My bird is a year old, but it sometimes has trouble cracking the seehd, too. So I open the seed for it, and Honey eats it. Its perfectly safe. The only hitch is that the bird might not be able to recognize the seed. So cracking it front of the bird will help in this issue. Good luck in the training process! It can be really frustrating. But don't get frustrated. Again, Good luck!


----------



## Haimovfids (Sep 19, 2012)

Nimra said:


> My bird is a year old, but it sometimes has trouble cracking the seehd, too. So I open the seed for it, and Honey eats it. Its perfectly safe. The only hitch is that the bird might not be able to recognize the seed. So cracking it front of the bird will help in this issue. Good luck in the training process! It can be really frustrating. But don't get frustrated. Again, Good luck!


Honestly, I don't know about that. I think a better option would be to start off with smaller seeds, and build them up on the normal size. 
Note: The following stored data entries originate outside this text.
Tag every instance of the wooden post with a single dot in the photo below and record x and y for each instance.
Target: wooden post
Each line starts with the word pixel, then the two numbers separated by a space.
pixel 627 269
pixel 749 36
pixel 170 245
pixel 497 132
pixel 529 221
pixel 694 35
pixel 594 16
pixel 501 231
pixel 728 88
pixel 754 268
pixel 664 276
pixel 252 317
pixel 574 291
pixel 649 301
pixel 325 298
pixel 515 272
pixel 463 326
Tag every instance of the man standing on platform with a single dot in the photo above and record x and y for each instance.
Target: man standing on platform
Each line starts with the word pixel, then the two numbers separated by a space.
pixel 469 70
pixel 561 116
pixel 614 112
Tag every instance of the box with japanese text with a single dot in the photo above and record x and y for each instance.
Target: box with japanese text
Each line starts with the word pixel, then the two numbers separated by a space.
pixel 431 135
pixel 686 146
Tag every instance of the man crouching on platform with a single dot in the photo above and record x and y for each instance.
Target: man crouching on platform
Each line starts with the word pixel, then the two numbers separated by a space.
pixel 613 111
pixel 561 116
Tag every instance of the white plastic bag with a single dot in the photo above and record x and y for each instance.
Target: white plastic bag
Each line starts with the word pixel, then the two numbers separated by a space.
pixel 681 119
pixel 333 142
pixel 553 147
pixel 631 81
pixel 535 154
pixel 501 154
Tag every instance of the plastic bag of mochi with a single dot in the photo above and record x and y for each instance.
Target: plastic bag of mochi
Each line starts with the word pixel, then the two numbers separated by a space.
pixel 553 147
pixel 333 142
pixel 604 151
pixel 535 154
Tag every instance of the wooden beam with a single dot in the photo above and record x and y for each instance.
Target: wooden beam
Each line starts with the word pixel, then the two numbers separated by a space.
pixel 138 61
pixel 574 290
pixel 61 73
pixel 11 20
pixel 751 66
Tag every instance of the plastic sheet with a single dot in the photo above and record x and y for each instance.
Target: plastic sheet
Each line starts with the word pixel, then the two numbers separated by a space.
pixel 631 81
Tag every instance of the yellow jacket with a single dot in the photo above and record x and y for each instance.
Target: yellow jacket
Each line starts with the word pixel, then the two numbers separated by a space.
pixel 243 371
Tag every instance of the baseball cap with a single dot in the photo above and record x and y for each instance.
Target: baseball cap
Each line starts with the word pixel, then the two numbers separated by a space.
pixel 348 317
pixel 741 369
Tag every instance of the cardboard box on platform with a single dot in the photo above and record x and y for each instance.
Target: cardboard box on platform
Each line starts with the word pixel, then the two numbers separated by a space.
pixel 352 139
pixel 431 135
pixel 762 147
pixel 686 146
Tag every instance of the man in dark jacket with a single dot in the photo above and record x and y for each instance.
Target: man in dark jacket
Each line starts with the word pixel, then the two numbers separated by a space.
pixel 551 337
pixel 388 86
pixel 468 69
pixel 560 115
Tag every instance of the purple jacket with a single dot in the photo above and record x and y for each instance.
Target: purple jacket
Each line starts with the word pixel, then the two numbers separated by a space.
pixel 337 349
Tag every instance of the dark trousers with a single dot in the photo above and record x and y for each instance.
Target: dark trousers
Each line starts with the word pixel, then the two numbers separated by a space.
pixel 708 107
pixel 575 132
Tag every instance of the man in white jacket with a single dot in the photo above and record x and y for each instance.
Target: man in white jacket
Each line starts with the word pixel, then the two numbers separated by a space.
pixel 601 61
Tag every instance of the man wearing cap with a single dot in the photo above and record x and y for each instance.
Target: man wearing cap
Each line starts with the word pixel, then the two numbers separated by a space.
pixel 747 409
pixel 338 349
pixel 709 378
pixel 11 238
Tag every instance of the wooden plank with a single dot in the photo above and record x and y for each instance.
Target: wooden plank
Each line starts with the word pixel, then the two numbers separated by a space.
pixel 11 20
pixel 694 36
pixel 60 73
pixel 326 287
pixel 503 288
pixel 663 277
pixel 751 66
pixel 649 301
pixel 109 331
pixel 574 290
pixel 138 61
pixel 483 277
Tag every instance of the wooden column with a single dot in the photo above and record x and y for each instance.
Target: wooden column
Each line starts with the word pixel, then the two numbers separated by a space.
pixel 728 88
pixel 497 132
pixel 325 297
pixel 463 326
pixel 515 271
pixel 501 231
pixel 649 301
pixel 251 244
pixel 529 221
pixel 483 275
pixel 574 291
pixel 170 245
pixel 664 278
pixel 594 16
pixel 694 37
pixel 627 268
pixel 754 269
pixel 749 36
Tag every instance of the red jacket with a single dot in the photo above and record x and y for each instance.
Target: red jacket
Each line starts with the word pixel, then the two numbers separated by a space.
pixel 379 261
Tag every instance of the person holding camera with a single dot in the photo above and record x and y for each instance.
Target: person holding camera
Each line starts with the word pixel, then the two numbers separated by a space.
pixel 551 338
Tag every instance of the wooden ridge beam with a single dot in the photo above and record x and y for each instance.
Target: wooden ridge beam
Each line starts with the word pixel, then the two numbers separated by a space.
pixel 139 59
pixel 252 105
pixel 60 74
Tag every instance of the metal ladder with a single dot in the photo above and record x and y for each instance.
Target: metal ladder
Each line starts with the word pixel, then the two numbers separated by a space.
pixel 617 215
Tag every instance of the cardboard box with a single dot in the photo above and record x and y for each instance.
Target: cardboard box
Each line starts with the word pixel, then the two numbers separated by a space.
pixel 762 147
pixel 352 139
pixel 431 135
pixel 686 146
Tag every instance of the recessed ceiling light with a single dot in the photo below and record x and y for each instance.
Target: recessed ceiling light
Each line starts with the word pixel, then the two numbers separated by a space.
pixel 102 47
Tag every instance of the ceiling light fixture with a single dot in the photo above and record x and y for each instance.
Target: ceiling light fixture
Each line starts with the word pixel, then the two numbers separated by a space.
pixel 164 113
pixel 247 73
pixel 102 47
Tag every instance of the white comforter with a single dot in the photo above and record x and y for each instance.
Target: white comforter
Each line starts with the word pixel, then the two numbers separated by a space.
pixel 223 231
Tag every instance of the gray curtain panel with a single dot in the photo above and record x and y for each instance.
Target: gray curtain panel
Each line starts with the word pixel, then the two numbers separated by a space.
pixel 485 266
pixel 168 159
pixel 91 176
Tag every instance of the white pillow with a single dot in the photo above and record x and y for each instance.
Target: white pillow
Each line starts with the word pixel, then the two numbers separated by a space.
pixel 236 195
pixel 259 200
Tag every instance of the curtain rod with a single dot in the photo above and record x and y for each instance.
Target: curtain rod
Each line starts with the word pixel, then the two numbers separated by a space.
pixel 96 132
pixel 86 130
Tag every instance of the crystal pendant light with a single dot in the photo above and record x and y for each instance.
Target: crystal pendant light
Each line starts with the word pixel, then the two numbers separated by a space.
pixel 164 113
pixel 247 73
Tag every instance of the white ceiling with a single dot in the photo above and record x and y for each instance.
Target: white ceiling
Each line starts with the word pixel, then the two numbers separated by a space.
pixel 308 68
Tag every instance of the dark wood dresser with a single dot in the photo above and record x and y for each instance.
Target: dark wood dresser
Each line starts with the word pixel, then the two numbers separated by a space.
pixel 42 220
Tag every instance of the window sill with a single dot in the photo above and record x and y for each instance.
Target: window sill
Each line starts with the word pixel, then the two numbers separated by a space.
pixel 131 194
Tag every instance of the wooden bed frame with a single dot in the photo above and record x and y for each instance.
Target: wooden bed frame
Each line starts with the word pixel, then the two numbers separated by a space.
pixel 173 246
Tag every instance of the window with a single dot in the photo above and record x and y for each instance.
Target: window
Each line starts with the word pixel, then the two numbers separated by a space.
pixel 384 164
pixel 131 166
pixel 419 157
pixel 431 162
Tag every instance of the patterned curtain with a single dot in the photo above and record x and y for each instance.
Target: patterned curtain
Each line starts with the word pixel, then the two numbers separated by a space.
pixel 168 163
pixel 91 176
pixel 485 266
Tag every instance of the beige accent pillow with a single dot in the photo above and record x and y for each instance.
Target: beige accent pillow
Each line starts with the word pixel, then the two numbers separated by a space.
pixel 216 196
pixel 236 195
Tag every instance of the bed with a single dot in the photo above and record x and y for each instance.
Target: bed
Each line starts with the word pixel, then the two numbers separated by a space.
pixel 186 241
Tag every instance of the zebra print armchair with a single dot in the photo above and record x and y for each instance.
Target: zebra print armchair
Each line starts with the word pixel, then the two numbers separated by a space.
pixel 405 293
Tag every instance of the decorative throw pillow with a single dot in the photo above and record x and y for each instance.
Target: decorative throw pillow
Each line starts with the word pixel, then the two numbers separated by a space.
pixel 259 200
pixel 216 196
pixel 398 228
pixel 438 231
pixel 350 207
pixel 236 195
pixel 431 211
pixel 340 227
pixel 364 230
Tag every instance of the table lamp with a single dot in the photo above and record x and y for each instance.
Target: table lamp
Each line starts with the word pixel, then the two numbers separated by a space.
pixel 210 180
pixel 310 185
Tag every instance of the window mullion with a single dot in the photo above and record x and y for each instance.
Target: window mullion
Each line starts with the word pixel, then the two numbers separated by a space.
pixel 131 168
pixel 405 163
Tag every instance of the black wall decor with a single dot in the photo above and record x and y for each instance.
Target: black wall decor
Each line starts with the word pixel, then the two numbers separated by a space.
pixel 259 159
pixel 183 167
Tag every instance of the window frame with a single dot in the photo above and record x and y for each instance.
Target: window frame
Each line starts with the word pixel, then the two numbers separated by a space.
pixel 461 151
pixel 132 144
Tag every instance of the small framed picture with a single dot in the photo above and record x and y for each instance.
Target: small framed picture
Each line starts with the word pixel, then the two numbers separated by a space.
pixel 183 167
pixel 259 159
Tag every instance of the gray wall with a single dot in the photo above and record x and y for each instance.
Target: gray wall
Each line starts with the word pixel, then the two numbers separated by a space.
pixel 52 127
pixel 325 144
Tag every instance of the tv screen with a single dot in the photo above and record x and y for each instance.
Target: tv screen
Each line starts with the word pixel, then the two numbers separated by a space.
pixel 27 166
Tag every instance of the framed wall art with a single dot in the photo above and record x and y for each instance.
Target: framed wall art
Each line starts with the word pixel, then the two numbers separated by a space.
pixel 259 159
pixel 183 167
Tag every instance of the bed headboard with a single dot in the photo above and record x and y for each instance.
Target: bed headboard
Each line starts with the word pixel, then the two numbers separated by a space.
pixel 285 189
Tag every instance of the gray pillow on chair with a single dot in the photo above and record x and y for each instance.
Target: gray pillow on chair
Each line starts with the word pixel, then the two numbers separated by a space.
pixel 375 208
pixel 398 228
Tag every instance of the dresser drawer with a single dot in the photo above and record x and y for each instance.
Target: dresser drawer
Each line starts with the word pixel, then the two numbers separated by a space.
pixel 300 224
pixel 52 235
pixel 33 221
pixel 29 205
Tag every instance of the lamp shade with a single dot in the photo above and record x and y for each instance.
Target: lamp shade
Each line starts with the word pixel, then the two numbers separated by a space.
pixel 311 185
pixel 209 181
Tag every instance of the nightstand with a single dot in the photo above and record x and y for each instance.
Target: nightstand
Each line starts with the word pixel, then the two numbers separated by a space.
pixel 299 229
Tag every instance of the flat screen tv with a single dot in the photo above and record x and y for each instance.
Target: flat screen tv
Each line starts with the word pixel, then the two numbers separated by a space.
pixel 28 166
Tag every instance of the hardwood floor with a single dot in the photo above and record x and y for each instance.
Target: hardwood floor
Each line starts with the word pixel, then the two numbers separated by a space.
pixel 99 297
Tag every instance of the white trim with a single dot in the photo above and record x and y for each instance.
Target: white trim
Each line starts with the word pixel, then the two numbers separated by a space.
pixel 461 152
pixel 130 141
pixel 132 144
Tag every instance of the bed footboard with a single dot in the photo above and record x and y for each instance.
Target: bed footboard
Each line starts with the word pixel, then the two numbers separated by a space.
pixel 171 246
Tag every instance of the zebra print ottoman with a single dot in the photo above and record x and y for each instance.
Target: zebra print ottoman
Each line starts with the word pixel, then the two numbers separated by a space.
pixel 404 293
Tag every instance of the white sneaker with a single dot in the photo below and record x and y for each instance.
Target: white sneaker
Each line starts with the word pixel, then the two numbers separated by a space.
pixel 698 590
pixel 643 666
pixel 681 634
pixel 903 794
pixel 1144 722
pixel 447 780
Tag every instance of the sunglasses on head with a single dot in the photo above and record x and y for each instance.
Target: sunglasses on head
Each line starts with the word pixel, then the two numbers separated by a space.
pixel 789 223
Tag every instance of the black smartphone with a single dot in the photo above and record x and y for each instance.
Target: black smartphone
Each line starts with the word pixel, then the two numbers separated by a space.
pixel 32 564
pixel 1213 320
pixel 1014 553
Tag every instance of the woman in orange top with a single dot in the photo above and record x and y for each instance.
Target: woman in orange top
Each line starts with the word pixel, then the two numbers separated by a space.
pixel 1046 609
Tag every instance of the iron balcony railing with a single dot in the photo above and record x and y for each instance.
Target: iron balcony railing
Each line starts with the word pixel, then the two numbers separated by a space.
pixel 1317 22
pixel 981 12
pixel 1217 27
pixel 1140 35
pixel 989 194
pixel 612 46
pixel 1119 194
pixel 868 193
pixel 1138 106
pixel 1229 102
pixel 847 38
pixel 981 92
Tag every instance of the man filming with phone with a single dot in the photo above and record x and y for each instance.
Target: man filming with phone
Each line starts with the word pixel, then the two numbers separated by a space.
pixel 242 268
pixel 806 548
Pre-opened is fine, but I wouldn't feed them that only. They need to learn how to open their own seeds. I'm afraid they'd just be lazy and expect opened seeds all the time.


----------



## Haimovfids (Sep 19, 2012)

To the OP, you can use the opened ones. Your bird is still young. I recommend having some millet on the cage floor to encourage him to eat. It sounds like he recently weened.


----------